Is it possible to remove the dash board from a 64 SS impala ?

it looks like its factory welded please correct me if i am wrong ?


----------



## BThompsonTX (May 15, 2008)

Yes, you can take it out, but it's not easy. You can drill out the spot welds with a spot weld cutter, do what you want with the dash, i.e. chrome it, and re-install it using the cut spot welds as your guide to weld back in.

Note: Don't try to do this with a cheap spot weld cutter. You will end up spending more money on them than buying a good one. I use this one for a lot of stuff, but also have an air powered cutter for the bigger jobs.

http://www.amazon.com/Blair-BLR11096-Cutters-Spotweld-Cutter/dp/B002XML5HK/ref=pd_sim_sbs_hi_1


----------



## REVELATION13 (Aug 26, 2010)

*Thanks*



BThompsonTX said:


> Yes, you can take it out, but it's not easy. You can drill out the spot welds with a spot weld cutter, do what you want with the dash, i.e. chrome it, and re-install it using the cut spot welds as your guide to weld back in.
> 
> Note: Don't try to do this with a cheap spot weld cutter. You will end up spending more money on them than buying a good one. I use this one for a lot of stuff, but also have an air powered cutter for the bigger jobs.
> 
> http://www.amazon.com/Blair-BLR11096-Cutters-Spotweld-Cutter/dp/B002XML5HK/ref=pd_sim_sbs_hi_1


i just want it redone painted ,i probably can have it reworked and painted with out taking it out , What do you think ?


----------



## BThompsonTX (May 15, 2008)

Yes, you don't need to take it out to have it painted.


----------



## Catalyzed (Apr 17, 2009)

REVELATION13 said:


> i just want it redone painted ,i probably can have it reworked and painted with out taking it out , What do you think ?

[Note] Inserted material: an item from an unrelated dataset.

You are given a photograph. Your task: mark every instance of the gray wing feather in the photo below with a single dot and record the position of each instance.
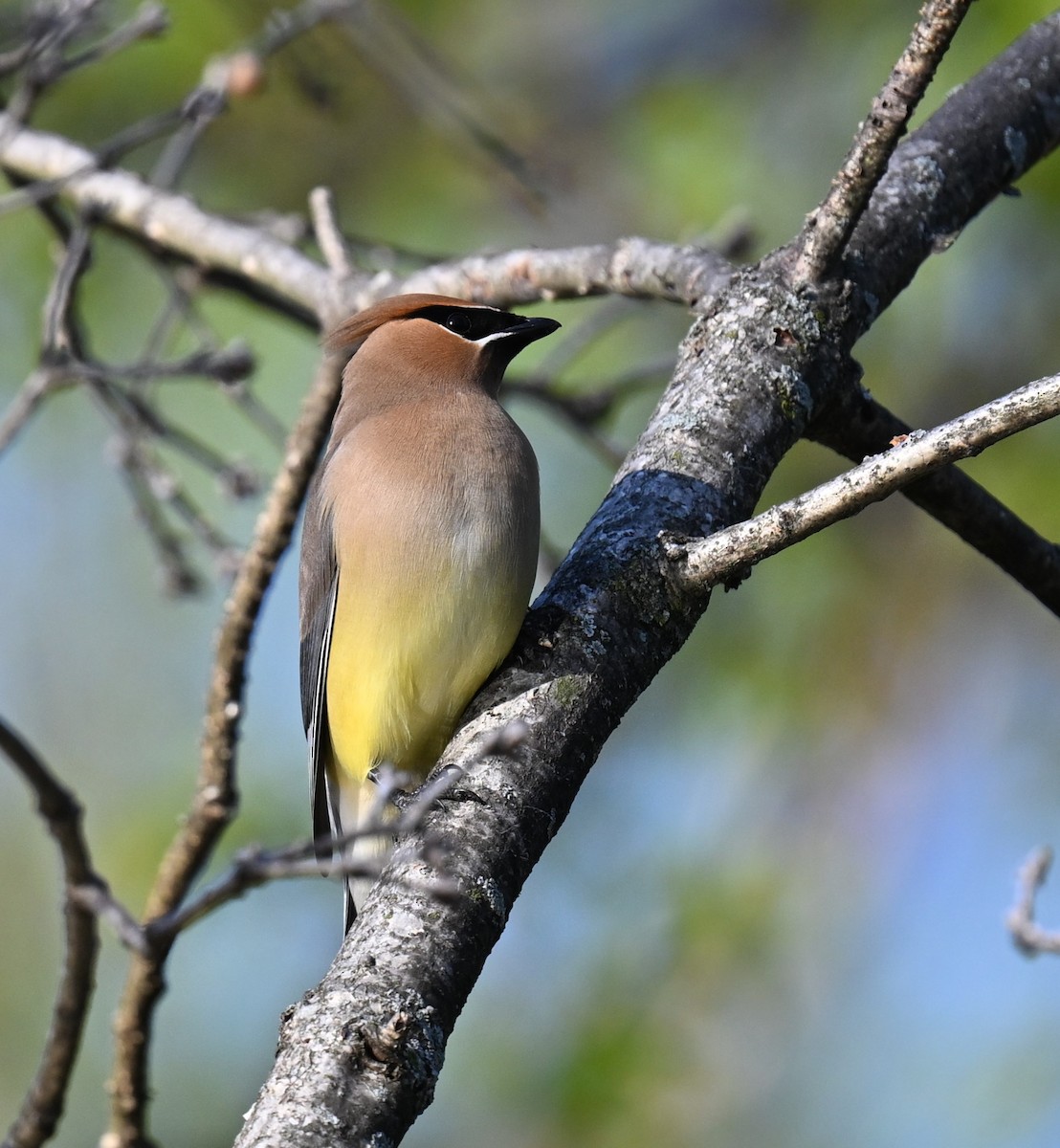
(319, 588)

*As Brian stated there is no need to remove the whole dash to paint it. Make sure you do remove the windshield as that allows you to get total paint coverage. On the cluster housing ive been taking them apart (spot welds on the inner ends) so I can wet sand and buff it once painted but even then not necessary.*


----------



## REVELATION13 (Aug 26, 2010)

BThompsonTX said:


> Yes, you can take it out, but it's not easy. You can drill out the spot welds with a spot weld cutter, do what you want with the dash, i.e. chrome it, and re-install it using the cut spot welds as your guide to weld back in.
> 
> Note: Don't try to do this with a cheap spot weld cutter. You will end up spending more money on them than buying a good one. I use this one for a lot of stuff, but also have an air powered cutter for the bigger jobs.
> 
> http://www.amazon.com/Blair-BLR11096-Cutters-Spotweld-Cutter/dp/B002XML5HK/ref=pd_sim_sbs_hi_1



Thanks Brian,

Good info,around how many spot cuttings do i need to do just to kind of figure it out ?


----------